Who Needs Books, Anyway?

     Well, more specifically who needs access to them? Perhaps, for free, even, in this austere economic climate?

      Not the UK apparently, according to the government's plan to close somewhere in the region of 1,000 libraries to save money and help balance the state books. We all know times are hard and sacrifices are necessary, but hitting libraries is the wrong thing to do, I think. Here's why:




      In tough times, people will borrow books rather than buy them. When pennies are short, you turn to your free public services to fill in the gaps left by your diminished or increasingly stretched income. Of course, that's what they're there for. Having books available to borrow for free means that reading is one pleasure that you, or your children, do not have to curtail or sacrifice should times become hard. If you are unemployed, your local library could actually be the thing to get you back into a job, be it through providing internet access to job sites or helping you to improve or learn new skills that might make you more competitive; or, failing that, it might just a place to go when you have days to fill and no money to spend. In many ways, libraries are true community resources: you can learn new skills, uncover new interests, have a (very quiet) chat with your neighbour and enrich and expand your views of the world just by opening a book.

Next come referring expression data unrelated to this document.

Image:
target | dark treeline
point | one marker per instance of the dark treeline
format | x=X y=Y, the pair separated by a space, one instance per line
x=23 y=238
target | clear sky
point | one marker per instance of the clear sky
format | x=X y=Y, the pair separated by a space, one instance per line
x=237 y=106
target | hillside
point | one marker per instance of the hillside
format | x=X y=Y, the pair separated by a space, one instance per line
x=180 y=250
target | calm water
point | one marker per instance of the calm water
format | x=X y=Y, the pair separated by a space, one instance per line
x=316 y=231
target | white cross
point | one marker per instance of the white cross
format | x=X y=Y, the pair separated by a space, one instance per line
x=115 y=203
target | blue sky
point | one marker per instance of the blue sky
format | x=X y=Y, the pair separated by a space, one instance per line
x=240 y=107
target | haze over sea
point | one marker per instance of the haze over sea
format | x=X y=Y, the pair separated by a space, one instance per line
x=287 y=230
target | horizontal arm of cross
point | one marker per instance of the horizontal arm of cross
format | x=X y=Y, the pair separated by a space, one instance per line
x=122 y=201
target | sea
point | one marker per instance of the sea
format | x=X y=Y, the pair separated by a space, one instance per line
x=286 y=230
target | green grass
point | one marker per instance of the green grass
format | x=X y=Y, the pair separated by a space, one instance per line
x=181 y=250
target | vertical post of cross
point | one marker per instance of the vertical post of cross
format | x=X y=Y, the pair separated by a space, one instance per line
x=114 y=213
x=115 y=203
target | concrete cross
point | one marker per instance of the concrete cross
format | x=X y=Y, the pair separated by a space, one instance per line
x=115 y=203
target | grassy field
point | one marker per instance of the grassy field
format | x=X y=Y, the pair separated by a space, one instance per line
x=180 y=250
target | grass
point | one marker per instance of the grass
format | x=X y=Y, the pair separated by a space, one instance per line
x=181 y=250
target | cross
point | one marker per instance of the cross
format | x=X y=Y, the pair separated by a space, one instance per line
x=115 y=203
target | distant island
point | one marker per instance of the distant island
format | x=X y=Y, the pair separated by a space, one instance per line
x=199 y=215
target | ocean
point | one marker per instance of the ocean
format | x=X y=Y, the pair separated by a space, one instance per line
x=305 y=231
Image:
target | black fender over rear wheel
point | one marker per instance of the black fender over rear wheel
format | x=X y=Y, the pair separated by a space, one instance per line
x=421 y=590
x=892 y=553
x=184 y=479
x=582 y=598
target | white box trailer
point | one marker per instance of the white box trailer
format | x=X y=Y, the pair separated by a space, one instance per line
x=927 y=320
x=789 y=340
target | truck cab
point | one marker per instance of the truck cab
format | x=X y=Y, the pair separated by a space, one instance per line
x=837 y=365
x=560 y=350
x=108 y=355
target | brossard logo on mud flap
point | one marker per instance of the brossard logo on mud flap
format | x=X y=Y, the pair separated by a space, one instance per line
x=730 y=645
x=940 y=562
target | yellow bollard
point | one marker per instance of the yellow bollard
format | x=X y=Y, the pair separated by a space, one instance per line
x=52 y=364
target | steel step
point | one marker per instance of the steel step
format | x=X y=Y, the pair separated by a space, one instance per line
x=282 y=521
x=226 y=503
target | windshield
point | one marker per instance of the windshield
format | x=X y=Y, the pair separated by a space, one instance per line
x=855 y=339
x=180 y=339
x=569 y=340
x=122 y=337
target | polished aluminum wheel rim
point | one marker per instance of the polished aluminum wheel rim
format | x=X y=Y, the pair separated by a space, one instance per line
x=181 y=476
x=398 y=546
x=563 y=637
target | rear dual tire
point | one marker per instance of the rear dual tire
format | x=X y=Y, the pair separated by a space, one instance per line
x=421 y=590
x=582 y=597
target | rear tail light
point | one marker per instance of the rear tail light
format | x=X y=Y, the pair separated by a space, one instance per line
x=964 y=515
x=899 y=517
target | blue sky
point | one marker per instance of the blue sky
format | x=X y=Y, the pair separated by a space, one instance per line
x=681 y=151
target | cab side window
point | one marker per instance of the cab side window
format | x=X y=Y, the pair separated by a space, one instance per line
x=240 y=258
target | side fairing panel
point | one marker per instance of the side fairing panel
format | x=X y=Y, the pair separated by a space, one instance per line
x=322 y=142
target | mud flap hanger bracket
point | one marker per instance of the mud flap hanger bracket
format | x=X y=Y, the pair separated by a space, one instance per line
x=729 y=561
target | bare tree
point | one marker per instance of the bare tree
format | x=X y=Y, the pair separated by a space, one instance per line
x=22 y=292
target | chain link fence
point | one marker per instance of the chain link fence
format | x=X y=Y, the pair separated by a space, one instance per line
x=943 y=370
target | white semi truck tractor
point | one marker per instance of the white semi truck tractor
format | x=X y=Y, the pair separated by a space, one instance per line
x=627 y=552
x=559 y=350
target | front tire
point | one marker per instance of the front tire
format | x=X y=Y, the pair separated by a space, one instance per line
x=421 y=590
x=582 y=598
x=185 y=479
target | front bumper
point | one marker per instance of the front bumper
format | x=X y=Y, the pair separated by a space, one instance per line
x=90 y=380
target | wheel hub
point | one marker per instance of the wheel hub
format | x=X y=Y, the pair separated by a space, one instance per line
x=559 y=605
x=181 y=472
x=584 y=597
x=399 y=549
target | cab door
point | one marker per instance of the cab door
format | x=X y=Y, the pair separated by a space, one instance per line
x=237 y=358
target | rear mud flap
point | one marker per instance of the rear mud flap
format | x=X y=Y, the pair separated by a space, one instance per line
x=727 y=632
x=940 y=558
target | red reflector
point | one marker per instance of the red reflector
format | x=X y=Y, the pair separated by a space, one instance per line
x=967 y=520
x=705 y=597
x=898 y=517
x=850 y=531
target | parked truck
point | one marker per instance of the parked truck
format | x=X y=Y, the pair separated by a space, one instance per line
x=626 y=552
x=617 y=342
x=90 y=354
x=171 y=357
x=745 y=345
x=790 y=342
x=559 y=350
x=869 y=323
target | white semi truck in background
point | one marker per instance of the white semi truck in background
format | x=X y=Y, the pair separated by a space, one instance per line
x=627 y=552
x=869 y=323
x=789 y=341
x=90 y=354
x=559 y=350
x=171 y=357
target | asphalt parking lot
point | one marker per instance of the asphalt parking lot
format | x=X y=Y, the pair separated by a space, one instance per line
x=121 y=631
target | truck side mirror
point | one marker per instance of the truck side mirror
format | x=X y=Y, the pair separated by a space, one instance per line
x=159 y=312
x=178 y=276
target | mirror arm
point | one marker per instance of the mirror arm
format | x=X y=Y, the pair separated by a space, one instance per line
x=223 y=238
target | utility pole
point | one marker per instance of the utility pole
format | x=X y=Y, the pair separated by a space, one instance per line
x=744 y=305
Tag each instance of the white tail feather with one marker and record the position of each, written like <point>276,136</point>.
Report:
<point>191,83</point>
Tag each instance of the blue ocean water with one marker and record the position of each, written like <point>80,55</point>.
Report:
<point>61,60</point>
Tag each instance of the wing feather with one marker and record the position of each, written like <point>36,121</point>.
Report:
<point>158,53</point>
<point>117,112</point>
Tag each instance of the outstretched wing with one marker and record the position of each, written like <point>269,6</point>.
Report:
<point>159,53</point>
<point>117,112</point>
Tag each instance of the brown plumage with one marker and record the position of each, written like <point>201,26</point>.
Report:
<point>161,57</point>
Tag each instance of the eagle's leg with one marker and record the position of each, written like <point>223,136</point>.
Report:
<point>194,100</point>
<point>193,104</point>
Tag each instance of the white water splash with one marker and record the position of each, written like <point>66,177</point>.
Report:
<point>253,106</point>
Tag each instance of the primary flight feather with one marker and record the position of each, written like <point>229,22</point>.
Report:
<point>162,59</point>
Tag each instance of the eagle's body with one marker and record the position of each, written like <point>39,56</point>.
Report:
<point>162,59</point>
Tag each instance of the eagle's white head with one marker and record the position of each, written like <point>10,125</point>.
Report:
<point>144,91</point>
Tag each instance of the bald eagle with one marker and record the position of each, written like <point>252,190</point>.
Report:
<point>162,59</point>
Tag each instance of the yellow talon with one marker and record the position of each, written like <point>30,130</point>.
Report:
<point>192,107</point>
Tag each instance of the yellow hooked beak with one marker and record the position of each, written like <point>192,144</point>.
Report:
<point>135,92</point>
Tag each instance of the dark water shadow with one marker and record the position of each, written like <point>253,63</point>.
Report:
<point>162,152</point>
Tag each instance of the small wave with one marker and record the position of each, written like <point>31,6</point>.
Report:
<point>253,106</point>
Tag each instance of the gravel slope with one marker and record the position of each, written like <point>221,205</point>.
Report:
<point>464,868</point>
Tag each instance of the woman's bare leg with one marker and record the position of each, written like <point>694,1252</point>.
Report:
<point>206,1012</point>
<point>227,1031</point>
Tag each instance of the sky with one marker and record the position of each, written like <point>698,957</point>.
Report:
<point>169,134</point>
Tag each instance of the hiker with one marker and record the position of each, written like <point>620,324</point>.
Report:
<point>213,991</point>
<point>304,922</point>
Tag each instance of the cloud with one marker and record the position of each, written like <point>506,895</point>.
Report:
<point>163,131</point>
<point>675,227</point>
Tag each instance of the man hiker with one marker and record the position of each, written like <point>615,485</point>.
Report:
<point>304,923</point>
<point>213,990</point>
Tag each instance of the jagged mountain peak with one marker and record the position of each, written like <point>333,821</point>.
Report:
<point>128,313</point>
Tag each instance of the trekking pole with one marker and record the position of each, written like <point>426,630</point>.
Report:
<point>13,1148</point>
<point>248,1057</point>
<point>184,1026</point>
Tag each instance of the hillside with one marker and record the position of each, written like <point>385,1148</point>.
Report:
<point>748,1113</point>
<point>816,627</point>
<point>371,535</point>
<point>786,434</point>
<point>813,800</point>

If libraries disappear and you are unable to buy books, how on earth will you access them?

       There is a wider access issue here as well. With the gradual closure of more and more bookshops on the high street, will the only place to access books soon be online? Not everyone has a computer (in fact, for many the only computer access they have is at the local library), so library closures will take books from the hands of those who need them most. Coupled with the abolition of Booktrust, the charity that provides free books for babies and children, will children begin to think of reading as something that can only be done with the limited resources at school or on a computer screen? If they have disadvantaged or disinterested parents, for instance, some children may never experience that startling moment of taking a book off a shelf and finding another world or realising that they are not alone in feeling a particular way. Where will they get their hands on them in a few years' time if libraries close and books are not visible or provided?

       Of course, this will affect literacy standards – perhaps the money saved by closing libraries could be spent in a few years' time on a government initiative to raise the reading and writing standards of the struggling population? Madness. I saw on Twitter this week that several people began suggesting that the government start adding VAT to books and put the money raised back into saving the public library resources of the UK (namely @Luvzi12 and @culture_cuts, but apologies to the ones I haven't seen); it's a tricky one as high street book shops are struggling, but I don't doubt that book lovers would see the wider value of this if the money could be ring-fenced for protecting library and book schemes. After all, this will impact on everyone in 5, 10, 20 years' time when faced with a younger generation with little imagination or affection for reading; but I guess this is coming from the same minds that have uncapped tuition fees and will soon start complaining about the lack of skilled workforce.

Find out if your local library is affected here.

N.B. Bravo to the people of Stony Stratford, nr Milton Keynes, for their clever protest, and good luck to anyone planning anything similar.